As Goes the Family So Goes Religion & Conservatism - Intercollegiate Studies Institute

As Goes the Family So Goes Religion & Conservatism

Both Religion and Conservatism become impossible to understand without the family. The reason for this is because the family is the last place we have where piety functions as a part of every-day life. Piety is the reverence we give to things because their nature demands it. The best illustration of this, as thinkers from Cicero, Aquinas, and Burke have noted, is the natural family and the relationship between parent and child. The child did not contract with his parents and clearly enumerate his and their responsibilities. Nor did he consent to their authority of his life. Yet still, the child is expected to obey the authority of his parents because the institution of parenthood, by its nature, demands reverence.

The world’s religions have all agreed that God, by his nature, demands reverence from us. We did not enter into a contract with God, nor did we consent to enter the world He has created, but He demands a certain reverence nonetheless. Similarly, conservatism has always taught that one’s country, contra some enlightenment thinkers, is deserving of the same sort of reverence. No one consents to being born in a certain kingdom, therefore any reverence we have for hearth and home cannot be based on our consenting to its forms.

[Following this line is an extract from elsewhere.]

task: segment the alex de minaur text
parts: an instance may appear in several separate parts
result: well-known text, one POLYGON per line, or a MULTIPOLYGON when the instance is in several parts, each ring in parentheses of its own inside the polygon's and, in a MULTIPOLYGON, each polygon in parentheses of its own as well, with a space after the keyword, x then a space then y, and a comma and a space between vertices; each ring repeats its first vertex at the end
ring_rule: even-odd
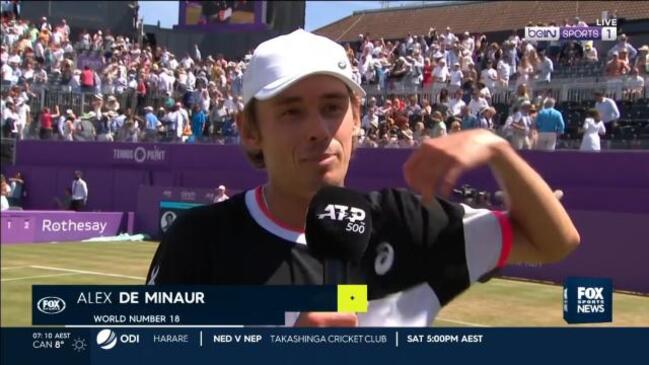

Younger generations have always rejected piety towards God and Country in varying degrees. One thing that separates our rising generation from the past, however, is that we have separated sex from nature and procreation. In the past, we could almost always count on young liberals growing up, getting married, having children, and then one day in a fit of frustration proclaiming “Because I said so!” in response to the innocent question “Why?”

By having children piety begins to make sense. Former young liberals learn quickly that there actually are forms of authority deserving of reverence just because of their intrinsic nature. To many of these young minds, it is only after having children that God, Religion, and Conservatism begin to make sense. By having children we cease to be children ourselves.

The problem now is that fewer people are getting married and fewer people are having children. Of those who do get married, the ceremony has been so reduced to the form of a contract, that it is less of an existential commitment, and instead merely one possible option amongst many. Even the creation of children has become contractualized through the influence of New Reproductive Technologies, where the time and place of a child’s birth is completely controlled, and the third parties involved are interviewed to ensure the child will have desirable qualities. Once the existence and the attributes of the child become one possibility out of the many that could have been contracted for, the institution of parenthood ceases to demand reverence because of its intrinsic nature. Once the child becomes self-aware, he could easily refuse to honor his parents on the grounds that if they would have only spent a few thousand dollars more on a better surrogate or sperm donor he could have easily been accepted to Harvard.

This is all that is at stake as the family continues to unravel. Fortunately for conservatives, this may be the easiest battle we have faced yet, for no one wants to live in a world without children.